Boyhood, however, was not a place to linger. Thus, around this time, “boy” also emerged as a term of disdain and class inferiority. African American men were generically addressed as “boy” by many whites throughout the 20th century: The word sometimes served as a warning of imminent racial violence. The lowest-paid male workers in a hotel were designated as “bell boys” and at a newspaper as “copy boys”; Asian men in 20th-century California frequently held the job of “house boy.” Matt Crowley’s 1968 play, “The Boys in the Band,” expressed a pre-Stonewall consensus among heterosexuals that gays were unmanly and psychologically immature.
As these examples show, a 20th-century American male might find himself occupying boyhood and manhood simultaneously. This became even more pronounced as military service became a rite of passage in the 20th century. If military recruiters promised to turn boys into men, in fact soldiers often found their lives as boys prolonged. Fed, housed and controlled by others, military service was often filled with humiliation, fear, bullying and pointless tasks.

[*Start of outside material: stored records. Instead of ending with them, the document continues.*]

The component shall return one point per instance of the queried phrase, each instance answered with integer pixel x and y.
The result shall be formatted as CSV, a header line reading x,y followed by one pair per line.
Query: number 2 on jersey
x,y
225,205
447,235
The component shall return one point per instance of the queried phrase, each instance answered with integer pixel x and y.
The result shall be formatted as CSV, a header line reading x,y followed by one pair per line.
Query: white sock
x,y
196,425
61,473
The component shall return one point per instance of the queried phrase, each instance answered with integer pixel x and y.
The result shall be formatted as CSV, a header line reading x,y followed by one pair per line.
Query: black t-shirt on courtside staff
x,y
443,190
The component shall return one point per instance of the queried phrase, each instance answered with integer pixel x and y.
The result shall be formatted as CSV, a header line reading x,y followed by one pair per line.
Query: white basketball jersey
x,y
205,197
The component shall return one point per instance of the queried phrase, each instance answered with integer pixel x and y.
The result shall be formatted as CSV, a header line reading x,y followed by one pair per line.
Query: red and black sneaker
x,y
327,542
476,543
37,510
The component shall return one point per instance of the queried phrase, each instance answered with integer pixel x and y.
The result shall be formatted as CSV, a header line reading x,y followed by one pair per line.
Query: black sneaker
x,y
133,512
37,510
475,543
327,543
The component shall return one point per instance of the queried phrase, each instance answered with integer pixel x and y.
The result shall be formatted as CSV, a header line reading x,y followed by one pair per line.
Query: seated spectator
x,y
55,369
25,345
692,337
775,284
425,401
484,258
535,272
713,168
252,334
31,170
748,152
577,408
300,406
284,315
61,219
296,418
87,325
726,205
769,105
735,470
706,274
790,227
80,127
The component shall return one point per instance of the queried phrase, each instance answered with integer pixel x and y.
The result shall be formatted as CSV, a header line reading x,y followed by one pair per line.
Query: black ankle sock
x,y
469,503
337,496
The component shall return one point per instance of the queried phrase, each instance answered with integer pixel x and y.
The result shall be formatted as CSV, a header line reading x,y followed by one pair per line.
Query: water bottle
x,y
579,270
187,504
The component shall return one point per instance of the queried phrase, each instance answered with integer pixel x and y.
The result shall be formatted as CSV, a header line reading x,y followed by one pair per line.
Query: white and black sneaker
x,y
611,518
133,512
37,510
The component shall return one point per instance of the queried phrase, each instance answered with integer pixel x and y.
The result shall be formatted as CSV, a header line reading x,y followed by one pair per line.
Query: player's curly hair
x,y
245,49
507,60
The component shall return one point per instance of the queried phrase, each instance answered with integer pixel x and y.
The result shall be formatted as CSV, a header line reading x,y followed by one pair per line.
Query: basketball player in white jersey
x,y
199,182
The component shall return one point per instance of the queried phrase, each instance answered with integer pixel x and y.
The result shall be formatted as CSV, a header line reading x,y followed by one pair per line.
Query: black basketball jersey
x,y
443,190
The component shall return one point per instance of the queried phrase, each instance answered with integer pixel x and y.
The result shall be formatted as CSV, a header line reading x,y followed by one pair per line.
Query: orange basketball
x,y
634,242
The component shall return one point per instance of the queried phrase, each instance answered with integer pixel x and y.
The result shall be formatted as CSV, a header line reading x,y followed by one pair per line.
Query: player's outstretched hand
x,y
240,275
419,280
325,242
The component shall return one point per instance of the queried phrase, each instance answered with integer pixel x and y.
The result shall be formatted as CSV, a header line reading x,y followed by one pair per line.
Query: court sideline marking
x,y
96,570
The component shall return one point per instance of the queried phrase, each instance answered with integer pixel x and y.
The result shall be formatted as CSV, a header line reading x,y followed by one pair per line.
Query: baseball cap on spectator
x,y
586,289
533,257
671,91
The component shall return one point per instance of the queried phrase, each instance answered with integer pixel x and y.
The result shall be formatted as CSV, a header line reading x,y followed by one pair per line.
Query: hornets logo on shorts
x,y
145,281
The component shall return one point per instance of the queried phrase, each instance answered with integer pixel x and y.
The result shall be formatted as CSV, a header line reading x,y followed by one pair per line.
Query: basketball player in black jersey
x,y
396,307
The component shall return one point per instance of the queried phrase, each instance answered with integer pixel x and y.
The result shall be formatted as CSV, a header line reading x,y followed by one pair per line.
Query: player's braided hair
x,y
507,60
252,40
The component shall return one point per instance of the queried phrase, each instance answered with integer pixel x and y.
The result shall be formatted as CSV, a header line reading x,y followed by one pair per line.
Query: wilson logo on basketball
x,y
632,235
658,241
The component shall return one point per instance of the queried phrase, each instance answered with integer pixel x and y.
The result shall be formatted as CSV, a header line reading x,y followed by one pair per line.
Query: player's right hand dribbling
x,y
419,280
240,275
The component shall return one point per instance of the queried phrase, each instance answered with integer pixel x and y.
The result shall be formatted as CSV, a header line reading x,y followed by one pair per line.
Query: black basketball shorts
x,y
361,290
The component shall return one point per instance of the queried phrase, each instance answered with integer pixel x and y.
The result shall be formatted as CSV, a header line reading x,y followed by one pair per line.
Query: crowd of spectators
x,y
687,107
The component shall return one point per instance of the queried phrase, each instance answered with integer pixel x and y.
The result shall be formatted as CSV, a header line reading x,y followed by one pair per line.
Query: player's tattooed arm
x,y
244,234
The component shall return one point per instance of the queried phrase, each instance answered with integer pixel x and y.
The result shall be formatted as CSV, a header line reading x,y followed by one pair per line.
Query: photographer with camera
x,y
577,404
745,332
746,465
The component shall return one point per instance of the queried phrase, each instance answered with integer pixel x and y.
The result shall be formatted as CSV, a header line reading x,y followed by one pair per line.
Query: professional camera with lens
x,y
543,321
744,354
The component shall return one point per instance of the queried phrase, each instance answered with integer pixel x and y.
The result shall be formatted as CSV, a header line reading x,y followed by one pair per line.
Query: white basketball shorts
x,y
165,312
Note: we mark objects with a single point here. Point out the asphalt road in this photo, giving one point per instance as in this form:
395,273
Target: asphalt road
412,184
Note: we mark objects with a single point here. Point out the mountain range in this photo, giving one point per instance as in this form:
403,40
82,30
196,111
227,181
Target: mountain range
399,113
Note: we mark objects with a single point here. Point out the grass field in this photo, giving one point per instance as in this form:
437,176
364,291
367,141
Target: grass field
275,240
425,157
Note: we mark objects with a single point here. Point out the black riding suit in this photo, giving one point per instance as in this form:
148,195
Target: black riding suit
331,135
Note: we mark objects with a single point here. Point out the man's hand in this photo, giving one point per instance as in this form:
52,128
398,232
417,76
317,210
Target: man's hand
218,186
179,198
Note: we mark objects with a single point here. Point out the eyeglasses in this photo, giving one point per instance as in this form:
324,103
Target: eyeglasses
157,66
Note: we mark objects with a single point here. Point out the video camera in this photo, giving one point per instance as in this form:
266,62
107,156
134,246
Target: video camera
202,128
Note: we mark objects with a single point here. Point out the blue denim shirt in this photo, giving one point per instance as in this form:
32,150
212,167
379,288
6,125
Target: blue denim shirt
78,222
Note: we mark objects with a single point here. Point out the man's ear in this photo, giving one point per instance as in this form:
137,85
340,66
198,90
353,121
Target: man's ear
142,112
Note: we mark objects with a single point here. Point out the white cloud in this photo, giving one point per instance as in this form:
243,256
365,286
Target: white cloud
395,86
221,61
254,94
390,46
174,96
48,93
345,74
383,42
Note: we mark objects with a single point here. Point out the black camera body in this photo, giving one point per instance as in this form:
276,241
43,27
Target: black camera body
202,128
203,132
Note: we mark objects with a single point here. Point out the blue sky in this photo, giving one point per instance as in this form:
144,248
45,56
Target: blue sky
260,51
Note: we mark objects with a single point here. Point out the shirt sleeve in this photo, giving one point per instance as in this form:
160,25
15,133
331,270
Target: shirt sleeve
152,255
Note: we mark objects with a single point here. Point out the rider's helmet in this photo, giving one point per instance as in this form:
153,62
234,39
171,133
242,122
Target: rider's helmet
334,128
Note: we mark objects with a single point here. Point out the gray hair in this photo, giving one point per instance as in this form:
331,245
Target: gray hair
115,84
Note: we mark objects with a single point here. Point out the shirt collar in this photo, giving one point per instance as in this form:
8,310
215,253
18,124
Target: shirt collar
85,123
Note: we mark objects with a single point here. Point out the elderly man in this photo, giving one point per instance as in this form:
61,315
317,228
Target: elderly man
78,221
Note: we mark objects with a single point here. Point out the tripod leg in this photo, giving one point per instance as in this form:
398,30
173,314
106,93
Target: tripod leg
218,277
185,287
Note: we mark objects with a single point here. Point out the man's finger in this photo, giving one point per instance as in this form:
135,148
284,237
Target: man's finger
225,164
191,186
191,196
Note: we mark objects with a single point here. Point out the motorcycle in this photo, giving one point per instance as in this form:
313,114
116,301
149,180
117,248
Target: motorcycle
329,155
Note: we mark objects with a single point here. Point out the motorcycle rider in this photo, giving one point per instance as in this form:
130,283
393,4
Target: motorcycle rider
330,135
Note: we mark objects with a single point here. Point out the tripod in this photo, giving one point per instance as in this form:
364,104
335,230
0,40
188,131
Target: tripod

Yet being a “soldier boy” allows men to retain a fictional innocence, despite war’s violence. From the American “doughboys” of World War I, to the “boys of Pointe du Hoc” memorialized by Ronald Reagan, to the resentment that “our boys” returning from Vietnam were scorned, to Barack Obama’s assertions that American soldiers fought “for their best friends” in the war on terror — Americans need to believe that their sons and husbands have not been transformed by war. As historian Mary Louise Roberts has observed, when Americans romanticize their “boys” in uniform, they shield themselves from “what soldiers do.”
Speaking about a grown son as a “boy” and a “kid,” as Trump did, might be just such an act of public deflection and a declaration of his son’s innocence. It might be a statement that he — not his “good” boy — is in charge, or that Donald Trump Jr. is still learning his way around politics.
But history gives us still other possibilities, like a postfeminist American culture that has opened new spaces for men to open their hearts about their sons. When Joe Biden admitted that he did not run for president because his adult son Beau was dying of cancer, he declared that it was the right decision “for my boy, for me.” Similarly, Fred Warmbier, the father of a college senior held captive in North Korea, repeatedly said before Otto was returned in a coma: “I want my kid home.”
Similarly, whatever else Donald Trump Jr. reveals about himself to the Senate committee next week, it is no contradiction to say that he is a man, responsible for actions — and his father’s beloved boy. Jennifer Weiner is right that the United States has a recent tradition of brushing off male social violence with the assumption that “boys will be boys.” But boyhood has always been a complex, fraught and contradictory cultural category that promises — but does not guarantee — innocence.
I recommend that Donald Trump Jr. not linger there.